Yet another serious hockey scandal this week

Perceptions, By Gerry Warner

Op-Ed Commentary

What is it with hockey these days?

First it was Don Cherry. Now it’s Calgary Flames coach Bill Peters. At the risk of offending just about everybody, I’ll try to explain what happened and regrettably provide more red meat for the trolls to feed on. It’s a tough job but someone has to do it.

So, what’s it all about? Let me give you the Coles Notes version. Until this week, Peters was the coach of the Flames. He was supposed to be behind the bench for a game this week but went missing in action and by the time you read this won’t be the Calgary coach for something he doesn’t deny doing a decade ago which may cost him his job.

What he did was cross a line that unequivocally shouldn’t be crossed. Not today, nor 10 years ago when he used the “N” word in a racist tirade against a young black player he was coaching in junior hockey in the US.

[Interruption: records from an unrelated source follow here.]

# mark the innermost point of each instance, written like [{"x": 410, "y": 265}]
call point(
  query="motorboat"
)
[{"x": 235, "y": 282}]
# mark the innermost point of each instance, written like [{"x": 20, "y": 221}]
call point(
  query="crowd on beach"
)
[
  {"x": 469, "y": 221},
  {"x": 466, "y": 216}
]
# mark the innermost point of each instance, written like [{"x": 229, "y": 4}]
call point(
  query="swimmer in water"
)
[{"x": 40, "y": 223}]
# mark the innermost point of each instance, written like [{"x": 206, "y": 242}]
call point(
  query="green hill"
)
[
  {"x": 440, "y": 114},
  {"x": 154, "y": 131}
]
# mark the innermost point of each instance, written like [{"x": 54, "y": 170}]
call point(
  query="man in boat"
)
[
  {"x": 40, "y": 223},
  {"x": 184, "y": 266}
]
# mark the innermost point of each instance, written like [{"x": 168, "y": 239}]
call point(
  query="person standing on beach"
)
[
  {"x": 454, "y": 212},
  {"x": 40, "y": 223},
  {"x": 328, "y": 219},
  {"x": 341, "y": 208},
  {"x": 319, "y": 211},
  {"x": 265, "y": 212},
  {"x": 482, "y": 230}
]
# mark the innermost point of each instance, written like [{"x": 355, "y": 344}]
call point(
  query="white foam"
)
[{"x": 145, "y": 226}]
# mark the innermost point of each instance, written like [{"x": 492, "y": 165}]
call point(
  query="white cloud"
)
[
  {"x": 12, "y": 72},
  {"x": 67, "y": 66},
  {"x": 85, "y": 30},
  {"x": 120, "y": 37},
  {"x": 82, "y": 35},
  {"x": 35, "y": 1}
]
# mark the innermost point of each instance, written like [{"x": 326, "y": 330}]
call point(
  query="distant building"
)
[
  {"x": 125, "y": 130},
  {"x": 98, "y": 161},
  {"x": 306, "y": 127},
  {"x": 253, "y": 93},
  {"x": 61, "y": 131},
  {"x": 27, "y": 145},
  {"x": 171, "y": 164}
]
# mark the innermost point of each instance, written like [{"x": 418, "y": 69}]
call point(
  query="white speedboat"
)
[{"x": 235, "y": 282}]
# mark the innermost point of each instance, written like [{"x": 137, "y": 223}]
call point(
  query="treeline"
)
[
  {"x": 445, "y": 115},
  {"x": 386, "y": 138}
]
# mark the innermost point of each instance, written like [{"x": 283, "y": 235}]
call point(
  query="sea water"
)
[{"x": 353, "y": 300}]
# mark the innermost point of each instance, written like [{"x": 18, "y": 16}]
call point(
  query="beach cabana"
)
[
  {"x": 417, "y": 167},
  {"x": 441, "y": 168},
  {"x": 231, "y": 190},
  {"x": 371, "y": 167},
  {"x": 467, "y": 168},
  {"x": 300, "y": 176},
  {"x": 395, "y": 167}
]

The player, Akim Aliu, released a tweet this week in which he said Peters repeatedly used the slur in the dressing room. “I was too scared to speak up,” Aliu said, observing the Code of Silence surrounding such incidents in hockey.

Since he released his tweet, former Carolina Hurricanes defenceman Michal Jordan alleged Peters kicked and punched him on the bench when he was coaching the team. “He kicked me pretty hard in the back during a game. Even the trainers and the other guys saw it.” Two other NHL players have also alleged violent behaviour against them by Peters.

Peters has since released a statement on Aliu’s allegations, but like Don Cherry, he didn’t really apologize for his abusive behaviour. “I meant no disrespect in what I said and it was not directed at anyone in particular.” Commentators have been quick to point out how ludicrous it is to say you “meant no disrespect” when using the “N” word” against a black player. Sort of like Prince Andrew’s casual attempt to brush off allegations of having sex with a 17-year-old girl. People aren’t inclined to believe either.

In fact, many are calling this a “watershed moment” for the NHL and hockey in general. Some say it’s similar to the “Me Too” moment for abused women. The NHL, unlike the other major North American sports leagues, has been slow to deal with racism, sexism and homophobia in its ranks. Canada takes pride in being a tolerant and multi-cultural country. How does that square with the aberrant behaviour occurring in many rinks in the land. “Is it hockey that has the race problem? Or is it (Canadian) society that has the race problem,” asks David Singh a reporter for SportsNet.

I’ve puzzled about this for a long time myself as I’ve become more disenchanted with the Canadian hockey culture. In the great 1972 Canada vs Russia Super Series precious few Canadians expressed any remorse with how we “won” the fabled series. The fact, of course, is we cheated by disabling Russia’s star player (Valery Kharlamov) with a vicious Bobby Clarke ankle chop ordered by the Canadian coach on the eve of the final game leaving the Soviets to play without their star. Today most Canadian hockey fans aren’t even aware of the disgusting incident and many of the ones who are aware of it justify the slash according to the win-by-any means mantra of NHL hockey.

And it’s not just the NHL. The same attitude exists in the elite junior leagues and even at the minor hockey level where the players are children. Witness the oft-repeated spectacle of bad hockey parents charging out on the ice to attack the referee, coaches and even other parents. This has forced some teams to ban parents from attending the rinks where their children “play.”

I got a taste of this myself years ago in Kimberley when I went to interview the coach in the dressing room after the game and was met with a torrent of  “F” words and other invective at the door as the coach berated has players for their performance in the game. I wouldn’t have wanted my son to have been exposed to that vicious tirade from what’s supposed to be a positive role model.

Most of us would agree that hockey is indeed the fastest game on ice and one of the best games anywhere. But hockey also has a culture and it’s a very negative culture that’s increasingly tainted with bad behaviour and bad actors that should have no place at any level in the game.

So, what are we going to do about it?

Gerry Warner is a retired journalist and a lapsed hockey fan.